Control of Horses Act 2015
- Parliament of the United Kingdom
- Long title: An Act to make provision for the taking of action in relation to horses which are on land in England without lawful authority; and for connected purposes.
- Citation: 2015 c. 23
- Introduced by: Julian Sturdy (Commons) Baroness Mallalieu (Lords)
- Territorial extent: England and Wales

Dates
- Royal assent: 26 March 2015
- Commencement: 26 May 2015

Other legislation
- Amends: Animals Act 1971

Status: Current legislation

History of passage through Parliament

Text of statute as originally enacted

Revised text of statute as amended

Text of the Control of Horses Act 2015 as in force today (including any amendments) within the United Kingdom, from legislation.gov.uk.

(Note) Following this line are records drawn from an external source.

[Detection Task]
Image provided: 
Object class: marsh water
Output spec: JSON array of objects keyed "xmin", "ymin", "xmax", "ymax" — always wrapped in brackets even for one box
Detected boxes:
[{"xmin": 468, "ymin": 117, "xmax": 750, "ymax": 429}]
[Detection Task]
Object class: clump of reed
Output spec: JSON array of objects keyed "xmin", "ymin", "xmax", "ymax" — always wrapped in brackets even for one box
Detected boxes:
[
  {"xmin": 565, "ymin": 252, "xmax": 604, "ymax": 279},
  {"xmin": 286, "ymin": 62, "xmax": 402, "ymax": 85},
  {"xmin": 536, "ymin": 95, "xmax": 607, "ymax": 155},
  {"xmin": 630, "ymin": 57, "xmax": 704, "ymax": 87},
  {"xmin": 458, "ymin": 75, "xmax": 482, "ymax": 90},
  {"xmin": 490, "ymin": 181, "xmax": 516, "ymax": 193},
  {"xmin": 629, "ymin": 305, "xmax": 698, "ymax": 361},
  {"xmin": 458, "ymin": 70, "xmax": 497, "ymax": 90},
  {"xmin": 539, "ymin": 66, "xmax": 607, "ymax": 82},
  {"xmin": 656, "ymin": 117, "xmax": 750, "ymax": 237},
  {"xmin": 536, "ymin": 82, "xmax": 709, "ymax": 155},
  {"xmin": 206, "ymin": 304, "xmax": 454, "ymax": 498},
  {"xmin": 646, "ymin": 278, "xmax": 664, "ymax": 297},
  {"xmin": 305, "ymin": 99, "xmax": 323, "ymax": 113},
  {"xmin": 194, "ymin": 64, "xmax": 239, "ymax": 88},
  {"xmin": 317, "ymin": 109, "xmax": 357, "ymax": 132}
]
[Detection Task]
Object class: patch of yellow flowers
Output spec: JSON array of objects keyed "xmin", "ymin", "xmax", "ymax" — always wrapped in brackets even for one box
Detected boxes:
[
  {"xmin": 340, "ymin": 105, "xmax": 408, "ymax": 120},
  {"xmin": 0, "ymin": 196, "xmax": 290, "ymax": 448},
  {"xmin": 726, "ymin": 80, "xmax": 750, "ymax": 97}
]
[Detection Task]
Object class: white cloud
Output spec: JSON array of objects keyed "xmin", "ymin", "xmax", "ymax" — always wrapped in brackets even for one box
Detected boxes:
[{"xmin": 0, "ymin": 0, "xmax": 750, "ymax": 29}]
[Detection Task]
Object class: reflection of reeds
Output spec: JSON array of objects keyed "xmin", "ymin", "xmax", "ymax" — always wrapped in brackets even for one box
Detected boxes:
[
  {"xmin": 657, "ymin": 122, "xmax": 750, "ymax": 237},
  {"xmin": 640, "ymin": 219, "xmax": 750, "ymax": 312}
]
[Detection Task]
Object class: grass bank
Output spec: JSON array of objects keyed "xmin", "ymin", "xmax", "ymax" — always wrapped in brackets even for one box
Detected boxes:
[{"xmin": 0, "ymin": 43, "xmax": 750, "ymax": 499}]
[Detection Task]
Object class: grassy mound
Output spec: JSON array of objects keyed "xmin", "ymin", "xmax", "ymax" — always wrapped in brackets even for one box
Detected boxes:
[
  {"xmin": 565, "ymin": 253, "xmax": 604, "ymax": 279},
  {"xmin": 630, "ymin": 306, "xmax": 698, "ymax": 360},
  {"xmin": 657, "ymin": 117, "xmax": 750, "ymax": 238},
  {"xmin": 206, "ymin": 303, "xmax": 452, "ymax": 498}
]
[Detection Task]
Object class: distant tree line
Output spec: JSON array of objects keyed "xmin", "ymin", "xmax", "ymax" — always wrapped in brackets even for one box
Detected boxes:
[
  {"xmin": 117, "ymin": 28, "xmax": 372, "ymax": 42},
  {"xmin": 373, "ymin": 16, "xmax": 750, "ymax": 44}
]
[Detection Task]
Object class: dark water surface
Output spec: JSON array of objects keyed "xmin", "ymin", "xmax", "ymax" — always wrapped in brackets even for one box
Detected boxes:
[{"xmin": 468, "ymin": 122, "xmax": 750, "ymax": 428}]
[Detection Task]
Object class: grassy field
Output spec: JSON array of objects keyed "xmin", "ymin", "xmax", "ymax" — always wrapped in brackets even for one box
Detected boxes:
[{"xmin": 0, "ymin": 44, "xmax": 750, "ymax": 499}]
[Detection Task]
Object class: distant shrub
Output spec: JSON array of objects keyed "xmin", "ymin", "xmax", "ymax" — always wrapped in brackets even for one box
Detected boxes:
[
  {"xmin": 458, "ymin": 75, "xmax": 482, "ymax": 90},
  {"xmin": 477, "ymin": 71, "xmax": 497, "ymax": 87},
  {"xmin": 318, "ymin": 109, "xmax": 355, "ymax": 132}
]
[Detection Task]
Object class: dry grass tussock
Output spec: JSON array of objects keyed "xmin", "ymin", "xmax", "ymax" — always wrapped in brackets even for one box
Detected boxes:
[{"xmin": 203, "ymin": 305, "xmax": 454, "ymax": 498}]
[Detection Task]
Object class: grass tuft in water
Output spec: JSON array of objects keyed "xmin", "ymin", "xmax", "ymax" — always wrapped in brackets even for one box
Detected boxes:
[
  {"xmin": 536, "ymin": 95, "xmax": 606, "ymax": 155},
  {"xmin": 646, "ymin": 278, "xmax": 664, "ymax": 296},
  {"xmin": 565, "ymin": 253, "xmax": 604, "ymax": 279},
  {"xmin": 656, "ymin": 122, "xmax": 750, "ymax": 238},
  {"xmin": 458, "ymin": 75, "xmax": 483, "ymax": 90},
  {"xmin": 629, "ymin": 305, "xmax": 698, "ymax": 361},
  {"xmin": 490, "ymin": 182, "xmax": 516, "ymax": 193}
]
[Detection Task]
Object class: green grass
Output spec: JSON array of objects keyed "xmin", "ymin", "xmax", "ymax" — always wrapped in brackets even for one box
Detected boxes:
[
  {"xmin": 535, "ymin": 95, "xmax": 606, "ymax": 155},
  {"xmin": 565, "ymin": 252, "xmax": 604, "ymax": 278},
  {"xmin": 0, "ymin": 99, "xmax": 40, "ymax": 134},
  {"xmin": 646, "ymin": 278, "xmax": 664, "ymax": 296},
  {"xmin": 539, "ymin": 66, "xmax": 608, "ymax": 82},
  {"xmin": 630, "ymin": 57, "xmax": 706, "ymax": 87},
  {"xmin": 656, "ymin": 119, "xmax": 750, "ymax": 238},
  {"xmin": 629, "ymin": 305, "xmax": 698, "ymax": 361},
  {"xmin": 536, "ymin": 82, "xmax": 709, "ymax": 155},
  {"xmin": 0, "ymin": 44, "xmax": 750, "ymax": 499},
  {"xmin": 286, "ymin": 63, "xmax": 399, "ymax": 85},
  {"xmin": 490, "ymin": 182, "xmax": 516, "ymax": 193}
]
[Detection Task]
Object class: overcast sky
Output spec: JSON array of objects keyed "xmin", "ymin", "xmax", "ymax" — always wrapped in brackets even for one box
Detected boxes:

= Control of Horses Act 2015 =

Act of the Parliament of the United Kingdom

The Control of Horses Act 2015 (c. 23) is an act of the Parliament of the united Kingdom which amends the Animals Act 1971 to give landowners and local authorities of England the power to detain horses under certain circumstances. It was introduced as a ballot bill by Conservative MP Julian Sturdy and was supported by the Government.

== Background ==
Under the Animals Act 1971, horses that had been detained had to be disposed of in fourteen days. They also had to be sold at a market or an auction, despite many having little or no value.

There are already laws on the statute book to require all horses to be identified by a horse passport and a microchip it has become a significant problem in some parts of England and there were calls for the law to be changed to make it easier for local authorities in relation to public places and freeholders and occupiers of land to deal with the problem.

== Provisions ==
A local authority in England may detain a horse which is in any public place in its area if the local authority has reasonable grounds for believing that the horse is there without lawful authority, and if the land is lawfully occupied by a person that person consents to the detention of the horse or the local authority has reasonable grounds for believing that that person would consent to the detention of the horse.

A local authority is defined as a county council, district council, London borough council, the Common Council of the City of London, or the Council of the Isles of Scilly.

A public place is defined as any common land or town or village green or any highway (and the verges of any highway).

A landowner may also exercise these powers.

== Territorial extent ==
This act extends to England and Wales, but only applies to local authorities and landowners in England. There is a similar piece of devolved legislation, the Control of Horses (Wales) Act 2014, which has similar provisions.